The definitive guide for Elasticsearch on Windows Azure

July 7th, 2014 Elasticsearch, .NET, Windows Azure, Cloud, English posts

12 min read

Running Elasticsearch in the cloud with Azure is fairly easy. There are several guides out there talking about how to do this, but my way of doing this is a bit different so I thought it'd be worth blogging about. I've also included discussions on some important related topics in the end.

To highlight the main differences from other guides out there, with my approach:

I prefer running Elasticsearch on Linux VMs as opposed to Windows machines. This is simply because once you have an Elasticsearch data node, it's going to be it's sole purpose (at least, that's what I'd recommend), and Linux is so much easier to setup and maintain as a remote box. Even if you're new to this, learning the ropes is not that hard, and most of what you'll need is detailed below.
Once running on a Linux VM, I will never run Elasticsearch on top of OpenJDK - that has too many known problems.
Since this is Azure, you'll most likely be doing this from a Windows machine, so I'll be using tools that are available for Windows users.
I will not setup a load balancher in front of the Elasticsearch cluster, because it's mostly redundant if you are using an official Elasticsearch client which will do sniffing and round robin, so no need to introduce unnecessary friction.

With that in mind, let's start rolling. Log-in to your Windows Azure account, and head to the Management Portal.

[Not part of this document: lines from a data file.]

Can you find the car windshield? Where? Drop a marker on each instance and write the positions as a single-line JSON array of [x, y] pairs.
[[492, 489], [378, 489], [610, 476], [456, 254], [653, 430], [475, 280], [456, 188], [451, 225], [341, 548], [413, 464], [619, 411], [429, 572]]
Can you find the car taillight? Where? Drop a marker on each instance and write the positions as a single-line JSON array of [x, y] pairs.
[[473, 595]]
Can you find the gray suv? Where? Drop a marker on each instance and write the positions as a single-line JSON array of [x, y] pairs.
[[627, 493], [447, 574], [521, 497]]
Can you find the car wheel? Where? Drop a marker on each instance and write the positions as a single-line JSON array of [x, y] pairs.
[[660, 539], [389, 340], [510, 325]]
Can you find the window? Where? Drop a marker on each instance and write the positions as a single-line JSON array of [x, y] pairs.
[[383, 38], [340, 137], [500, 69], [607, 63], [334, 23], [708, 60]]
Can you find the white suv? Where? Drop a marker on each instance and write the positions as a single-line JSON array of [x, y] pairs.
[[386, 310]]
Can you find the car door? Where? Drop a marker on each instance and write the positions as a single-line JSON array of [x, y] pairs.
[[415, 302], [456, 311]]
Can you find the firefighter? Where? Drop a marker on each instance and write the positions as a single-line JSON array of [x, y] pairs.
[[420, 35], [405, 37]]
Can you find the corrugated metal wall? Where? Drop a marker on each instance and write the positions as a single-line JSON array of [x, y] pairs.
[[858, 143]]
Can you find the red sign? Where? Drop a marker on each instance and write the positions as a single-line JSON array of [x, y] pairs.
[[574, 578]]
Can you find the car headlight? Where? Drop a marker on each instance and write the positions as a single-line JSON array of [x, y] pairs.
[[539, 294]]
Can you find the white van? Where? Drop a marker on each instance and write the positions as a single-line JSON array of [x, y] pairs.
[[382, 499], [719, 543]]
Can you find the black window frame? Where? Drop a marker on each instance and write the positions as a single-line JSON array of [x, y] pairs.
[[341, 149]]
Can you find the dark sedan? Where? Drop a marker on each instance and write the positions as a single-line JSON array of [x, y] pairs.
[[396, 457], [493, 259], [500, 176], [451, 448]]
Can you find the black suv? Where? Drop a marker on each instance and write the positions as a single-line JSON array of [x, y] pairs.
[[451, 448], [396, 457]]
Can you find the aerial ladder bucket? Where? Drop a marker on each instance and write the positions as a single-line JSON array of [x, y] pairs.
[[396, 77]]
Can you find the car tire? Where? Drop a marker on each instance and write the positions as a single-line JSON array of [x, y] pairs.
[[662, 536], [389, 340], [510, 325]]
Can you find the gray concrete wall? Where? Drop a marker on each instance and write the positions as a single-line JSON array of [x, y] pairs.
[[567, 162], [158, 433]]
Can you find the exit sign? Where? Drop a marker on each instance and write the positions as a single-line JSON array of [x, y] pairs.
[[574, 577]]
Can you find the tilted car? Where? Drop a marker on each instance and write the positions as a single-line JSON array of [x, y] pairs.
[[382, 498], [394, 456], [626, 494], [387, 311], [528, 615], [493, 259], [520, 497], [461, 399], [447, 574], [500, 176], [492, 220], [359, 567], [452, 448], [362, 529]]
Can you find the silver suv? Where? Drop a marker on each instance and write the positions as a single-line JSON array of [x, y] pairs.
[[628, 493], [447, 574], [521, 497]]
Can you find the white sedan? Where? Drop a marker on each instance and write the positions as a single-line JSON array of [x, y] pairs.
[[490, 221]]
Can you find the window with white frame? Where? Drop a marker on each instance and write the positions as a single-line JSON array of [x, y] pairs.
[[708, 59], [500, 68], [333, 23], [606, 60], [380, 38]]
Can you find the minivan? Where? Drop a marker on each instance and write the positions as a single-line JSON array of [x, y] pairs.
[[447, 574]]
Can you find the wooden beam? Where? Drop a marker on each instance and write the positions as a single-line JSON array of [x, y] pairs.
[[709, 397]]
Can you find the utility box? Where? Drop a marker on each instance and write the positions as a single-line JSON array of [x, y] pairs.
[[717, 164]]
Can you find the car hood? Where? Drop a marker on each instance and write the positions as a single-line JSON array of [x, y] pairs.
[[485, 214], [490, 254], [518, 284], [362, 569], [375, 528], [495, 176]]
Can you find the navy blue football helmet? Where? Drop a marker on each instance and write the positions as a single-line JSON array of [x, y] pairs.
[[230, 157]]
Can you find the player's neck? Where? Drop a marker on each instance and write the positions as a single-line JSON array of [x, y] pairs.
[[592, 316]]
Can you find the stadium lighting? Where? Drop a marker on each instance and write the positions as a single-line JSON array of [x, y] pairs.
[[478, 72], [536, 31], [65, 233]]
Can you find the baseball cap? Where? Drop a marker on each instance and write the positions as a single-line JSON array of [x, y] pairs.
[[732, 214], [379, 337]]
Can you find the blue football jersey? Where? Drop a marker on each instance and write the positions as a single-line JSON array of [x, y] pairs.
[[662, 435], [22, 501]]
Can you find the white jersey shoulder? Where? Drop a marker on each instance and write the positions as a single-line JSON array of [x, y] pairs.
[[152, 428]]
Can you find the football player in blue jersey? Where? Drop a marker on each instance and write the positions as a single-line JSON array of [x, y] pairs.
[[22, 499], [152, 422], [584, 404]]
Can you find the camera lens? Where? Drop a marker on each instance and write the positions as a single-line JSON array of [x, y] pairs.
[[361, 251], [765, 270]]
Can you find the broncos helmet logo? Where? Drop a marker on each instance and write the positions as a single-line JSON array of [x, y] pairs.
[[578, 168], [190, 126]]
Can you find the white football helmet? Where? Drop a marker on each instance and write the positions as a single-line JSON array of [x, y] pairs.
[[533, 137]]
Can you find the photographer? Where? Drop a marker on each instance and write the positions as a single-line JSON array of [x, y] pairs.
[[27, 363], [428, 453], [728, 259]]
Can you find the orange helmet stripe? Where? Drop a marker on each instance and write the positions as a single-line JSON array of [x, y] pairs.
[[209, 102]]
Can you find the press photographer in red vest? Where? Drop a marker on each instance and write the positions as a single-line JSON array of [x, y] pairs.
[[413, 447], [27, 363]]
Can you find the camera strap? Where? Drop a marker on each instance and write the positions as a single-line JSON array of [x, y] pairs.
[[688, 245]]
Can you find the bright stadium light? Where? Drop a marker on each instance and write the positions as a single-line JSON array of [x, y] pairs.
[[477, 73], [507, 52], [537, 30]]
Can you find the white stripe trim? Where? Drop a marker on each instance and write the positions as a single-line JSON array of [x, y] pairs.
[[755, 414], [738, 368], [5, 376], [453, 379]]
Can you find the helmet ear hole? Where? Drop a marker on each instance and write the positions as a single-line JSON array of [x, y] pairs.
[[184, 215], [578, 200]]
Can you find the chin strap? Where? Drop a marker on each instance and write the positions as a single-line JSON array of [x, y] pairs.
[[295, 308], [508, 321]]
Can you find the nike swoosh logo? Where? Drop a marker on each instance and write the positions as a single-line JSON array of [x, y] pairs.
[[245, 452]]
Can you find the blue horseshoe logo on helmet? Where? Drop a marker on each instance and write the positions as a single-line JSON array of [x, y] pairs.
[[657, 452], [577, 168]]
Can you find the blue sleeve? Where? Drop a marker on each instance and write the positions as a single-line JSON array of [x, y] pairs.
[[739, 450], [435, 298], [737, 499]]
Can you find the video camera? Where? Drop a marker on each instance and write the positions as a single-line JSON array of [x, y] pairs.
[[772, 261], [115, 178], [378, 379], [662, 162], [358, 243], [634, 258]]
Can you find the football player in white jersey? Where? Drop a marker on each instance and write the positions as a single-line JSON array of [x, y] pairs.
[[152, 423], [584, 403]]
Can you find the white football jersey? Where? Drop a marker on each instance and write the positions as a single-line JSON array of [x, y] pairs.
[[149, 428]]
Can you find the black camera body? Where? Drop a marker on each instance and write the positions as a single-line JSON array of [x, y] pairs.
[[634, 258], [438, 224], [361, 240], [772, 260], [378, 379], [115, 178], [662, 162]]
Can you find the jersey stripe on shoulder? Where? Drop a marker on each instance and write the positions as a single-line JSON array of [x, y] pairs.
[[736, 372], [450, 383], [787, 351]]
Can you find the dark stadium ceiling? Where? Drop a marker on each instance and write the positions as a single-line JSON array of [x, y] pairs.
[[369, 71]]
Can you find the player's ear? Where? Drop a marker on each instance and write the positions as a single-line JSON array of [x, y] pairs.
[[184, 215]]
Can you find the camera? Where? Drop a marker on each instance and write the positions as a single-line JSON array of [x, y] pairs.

Creating the infrastructure

Let's start by creating the infrastructure. You may need to wait after some steps for the resource you just created to be provisioned and started.

You start by creating a new Virtual Network. This will create a subnet where our Elasticsearch nodes can properly communicate with each other. As with all things in Azure, you click on the big "+ NEW" button at the bottom, and make sure to specify a proper Location:

Now create a new Cloud Service for the Elasticsearch cluster to run on. This will be the "host" for all our VMs, which we will create shortly - again make sure the Region is appropriate and is on the same location as the Virtual Network you created:

We can now start creating Virtual Machines to work with. Go to New -> Compute -> Virtual Machine, and opt for creating new VMs from Gallery. In the Window that opens select the latest Ubuntu version (14.04 LTS at the time of this writing), and click next.
There are now 2 screens which will need your attention. In the second screen, "Virtual machine configuration", make sure to specify a good name to the VM, and set a proper size. If this is for production environment, I'd strongly suggest at least 28GB memory, unless you are certain you can work with smaller sizes. Then, on Authentication, uncheck "Upload ssh key" and check "Provide a password instead". This will allow you to SSH into the machine with a username/password key. More on uploading certificates later:

In the next screen you will be asked to attach the VM to a Cloud Service and a Virtual Network. Select the ones we have created ("my-elasticsearch" Cloud Service and "my-elasticsearch-app" Virtual Network in this case), and accept the rest of the defaults:

Click next and finish, and then repeat the process (starting at #3) to create as many VMs as you need. A recommended setup for a basic installation would be 3 nodes (meaning, 3 servers running Elasticsearch) of the same size, to allow for replication factor of two.

Preparing the Linux VMs

After the VMs were created and initialized, you can click on it in the portal to get to the Dashboard and get it's "SSH details". This will be a domain and a port.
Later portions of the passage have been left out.